Graphical representation in Data Analysis
Carrying out clinical-epidemiological studies finally implies issuing quantifiable results from said study or experiment. The clarity of said presentation is of vital importance for the understanding of the results and the interpretation of the same. When it comes to representing the results of statistical analysis in an adequate way, there are several publications that we can consult. Although it is recommended that the presentation of numerical data analysis is usually done by means of tables, sometimes a diagram or a graph can help us to represent our data more efficiently.
This article will address the graphic representation of the results of a study, confirming its usefulness in the process of statistical analysis and data presentation. The different types of graphs that we can use and their correspondence with the different stages of the analysis process will be described.
When data are available from a population, and before undertaking more complex statistical analyzes, a first step is to present that information in such a way that it can be viewed in a more systematic and summarized way. The data analysis that interest us depend, in each case, on the type of variables that we are handling.
For categorical variables, such as sex, TNM stage, profession, etc., we want to know the frequency and the percentage of total cases that “fall” in each category. A very simple way to represent these results graphically is by means of bar charts or pie charts. In pie charts, also known as “pie” diagrams, a circle is divided into as many portions as there are classes for the variable so that each class has an arc of a circle proportional to its absolute or relative frequency. An example is shown in Figure 1. As can be seen, the information that must be shown in each sector refers to the number of cases within each category and the percentage of the total that they represent. If the number of categories is excessively large, the image provided by the pie chart is not clear enough, and therefore the ideal situation is when there are around three categories. In this case, these subgroups can be clearly seen.
The bar charts are similar to pie charts. As many bars are represented as there are categories of the variable so that the height of each of them is proportional to the frequency or percentage of cases in each class ( Figure 2 ). These same graphs can also be used to describe discrete numerical variables that take on few values (number of children, number of relapses, etc.).
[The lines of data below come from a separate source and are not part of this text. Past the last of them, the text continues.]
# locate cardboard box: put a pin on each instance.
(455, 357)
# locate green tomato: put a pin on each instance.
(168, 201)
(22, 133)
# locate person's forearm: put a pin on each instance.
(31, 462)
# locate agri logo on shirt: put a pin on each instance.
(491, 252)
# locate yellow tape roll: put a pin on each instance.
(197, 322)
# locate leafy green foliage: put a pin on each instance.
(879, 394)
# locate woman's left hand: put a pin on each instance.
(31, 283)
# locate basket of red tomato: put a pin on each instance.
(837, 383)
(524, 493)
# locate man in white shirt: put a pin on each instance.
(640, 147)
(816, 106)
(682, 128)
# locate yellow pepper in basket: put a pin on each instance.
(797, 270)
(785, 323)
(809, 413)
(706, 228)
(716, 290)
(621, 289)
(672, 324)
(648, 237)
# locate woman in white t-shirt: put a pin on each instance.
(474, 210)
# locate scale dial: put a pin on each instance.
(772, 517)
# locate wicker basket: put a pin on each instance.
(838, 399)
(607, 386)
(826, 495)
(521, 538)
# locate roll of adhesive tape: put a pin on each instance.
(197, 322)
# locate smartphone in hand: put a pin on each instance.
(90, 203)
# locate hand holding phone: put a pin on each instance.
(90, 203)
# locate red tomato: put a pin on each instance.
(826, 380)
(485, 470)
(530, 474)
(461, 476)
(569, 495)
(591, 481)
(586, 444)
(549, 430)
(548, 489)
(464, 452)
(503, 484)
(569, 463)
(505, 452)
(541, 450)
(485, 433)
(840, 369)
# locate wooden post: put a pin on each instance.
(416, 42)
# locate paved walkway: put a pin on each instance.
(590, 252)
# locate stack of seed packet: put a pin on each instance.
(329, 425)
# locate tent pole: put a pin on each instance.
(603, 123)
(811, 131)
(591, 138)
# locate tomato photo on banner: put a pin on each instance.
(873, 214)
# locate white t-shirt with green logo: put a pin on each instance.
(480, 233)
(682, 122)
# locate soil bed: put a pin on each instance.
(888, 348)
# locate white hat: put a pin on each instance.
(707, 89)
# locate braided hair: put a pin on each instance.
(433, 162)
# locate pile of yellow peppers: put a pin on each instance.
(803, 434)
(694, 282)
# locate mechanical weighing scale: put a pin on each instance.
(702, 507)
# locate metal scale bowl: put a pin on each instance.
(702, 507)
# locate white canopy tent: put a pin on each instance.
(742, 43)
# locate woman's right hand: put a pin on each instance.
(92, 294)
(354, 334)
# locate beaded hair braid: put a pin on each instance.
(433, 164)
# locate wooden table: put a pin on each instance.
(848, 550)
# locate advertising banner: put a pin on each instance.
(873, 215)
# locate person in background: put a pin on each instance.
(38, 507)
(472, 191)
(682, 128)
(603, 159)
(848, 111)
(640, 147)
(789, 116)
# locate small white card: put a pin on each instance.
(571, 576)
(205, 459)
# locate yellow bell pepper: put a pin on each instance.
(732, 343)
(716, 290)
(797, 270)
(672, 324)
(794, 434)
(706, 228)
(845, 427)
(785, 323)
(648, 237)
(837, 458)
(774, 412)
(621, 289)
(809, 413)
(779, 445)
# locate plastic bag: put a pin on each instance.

For continuous numerical variables, such as age, blood pressure, or body mass index, the most commonly used type of graph is the histogram. To construct a graph of this type, the range of values of the variable is divided into intervals of equal amplitude, representing a rectangle on each interval based on this segment. The criterion for calculating the height of each rectangle is to maintain the proportionality between the absolute (or relative) frequencies of the data in each interval and the area of the rectangles. As an example, Table I shows the frequency distribution of the age of 100 patients, between 18 and 42 years. If this range is divided into two-year intervals, the first tranche is between 18 and 19 years, among which is 4/100 = 4% of the total. Therefore, the first bar will have a height proportional to 4. Proceeding thus successively, the histogram shown in Figure 3 is constructed. By joining the midpoints of the upper end of the histogram bars, an image is obtained called a frequency polygon. This figure tries to show, in the simplest way, in which ranges most of the data is found. An example, using the data above, is presented in Figure 4.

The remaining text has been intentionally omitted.